Pittsburgh – A 4-year-old boy lay on an operating table a few weeks ago with a tumor that had eaten into his brain and the base of his skull. Standard surgery would involve cutting open his face, leaving an ugly scar and hindering his facial growth as he matured.

But doctors at the University of Pittsburgh Medical Center knew a way to avoid those consequences. They removed much of the tumor through the boy’s nose.

Since then, doctors in New York and France have announced they removed gall bladders through the vaginas of two women. And doctors in India say they have performed appendectomies through the mouth.

It’s a startling concept and a little unpleasant to contemplate.
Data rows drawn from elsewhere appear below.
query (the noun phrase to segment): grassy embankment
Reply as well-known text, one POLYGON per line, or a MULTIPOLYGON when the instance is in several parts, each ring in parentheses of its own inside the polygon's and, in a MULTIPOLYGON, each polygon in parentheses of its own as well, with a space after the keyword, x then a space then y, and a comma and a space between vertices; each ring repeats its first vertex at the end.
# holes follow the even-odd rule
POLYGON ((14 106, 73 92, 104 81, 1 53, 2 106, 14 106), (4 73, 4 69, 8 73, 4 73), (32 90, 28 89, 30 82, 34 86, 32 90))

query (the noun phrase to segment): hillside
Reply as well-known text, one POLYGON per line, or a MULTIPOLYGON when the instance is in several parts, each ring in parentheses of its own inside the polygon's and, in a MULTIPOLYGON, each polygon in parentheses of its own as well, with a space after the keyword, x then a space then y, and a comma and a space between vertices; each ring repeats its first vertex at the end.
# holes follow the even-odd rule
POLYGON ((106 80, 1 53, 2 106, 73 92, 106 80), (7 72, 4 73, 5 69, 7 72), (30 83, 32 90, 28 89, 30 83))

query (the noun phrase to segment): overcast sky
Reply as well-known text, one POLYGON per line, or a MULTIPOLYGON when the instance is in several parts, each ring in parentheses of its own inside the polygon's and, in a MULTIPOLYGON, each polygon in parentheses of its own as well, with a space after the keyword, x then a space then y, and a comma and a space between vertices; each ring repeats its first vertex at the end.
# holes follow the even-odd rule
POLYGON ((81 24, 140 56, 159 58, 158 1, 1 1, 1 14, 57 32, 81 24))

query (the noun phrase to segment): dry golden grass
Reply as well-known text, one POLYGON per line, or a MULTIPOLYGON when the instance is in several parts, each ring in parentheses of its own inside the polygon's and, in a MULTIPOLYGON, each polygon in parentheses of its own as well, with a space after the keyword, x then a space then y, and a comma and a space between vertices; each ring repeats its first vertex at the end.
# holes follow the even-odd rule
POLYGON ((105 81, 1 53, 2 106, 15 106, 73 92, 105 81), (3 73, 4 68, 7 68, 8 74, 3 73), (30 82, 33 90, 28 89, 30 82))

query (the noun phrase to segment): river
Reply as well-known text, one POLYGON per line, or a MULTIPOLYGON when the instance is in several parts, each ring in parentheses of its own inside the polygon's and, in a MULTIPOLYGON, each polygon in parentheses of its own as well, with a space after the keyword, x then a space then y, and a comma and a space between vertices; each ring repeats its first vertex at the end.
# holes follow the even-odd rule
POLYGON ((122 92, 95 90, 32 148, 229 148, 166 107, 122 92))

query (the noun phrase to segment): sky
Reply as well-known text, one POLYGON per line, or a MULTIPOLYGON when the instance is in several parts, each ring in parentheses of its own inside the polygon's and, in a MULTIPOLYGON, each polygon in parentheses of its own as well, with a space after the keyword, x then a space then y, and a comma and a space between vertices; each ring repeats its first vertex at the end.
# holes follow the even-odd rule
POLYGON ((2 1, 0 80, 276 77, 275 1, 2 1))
But researchers are exploring new ways to do surgery using slender instruments through the body’s natural openings, avoiding cutting through the skin and muscle.

Many questions remain about that approach. But doctors say it holds the promise of providing a faster recovery with less pain and no visible scars. And in the brain, it can avoid a need for manipulating tissue that could disturb brain and eye function.

Some abdominal surgeries such as bowel operations can require patients to spend a week or more recovering at home. With the natural-opening surgery, the theoretical hope is that “they really can go back to work the next day,” said Dr. David Rattner of Massachusetts General Hospital. “It would be like going to the dentist and getting a root canal. It’s not trivial, but it also isn’t disabling.”

On the same day they treated the 4-year- old, doctors in Pittsburgh operated on neck vertebrae of an elderly man through his nose.

Doctors have even removed brain tumors the size of baseballs through the nose, nibbling at them and withdrawing pieces the size of popcorn kernels.

The key to operating through body openings is specialized slender instruments that can be inserted into the natural channels, along with devices that provide light and a video camera lens at the site of the surgery. Doctors watch their progress on video screens as they manipulate the instruments.

It’s much like laparoscopic surgery, which revolutionized the operating room more than 15 years ago. For many operations, long incisions have been replaced with three or four holes, each maybe a quarter-inch to a half-inch wide. The natural-opening approach holds the promise of going a step beyond that by eliminating the need for those punctures.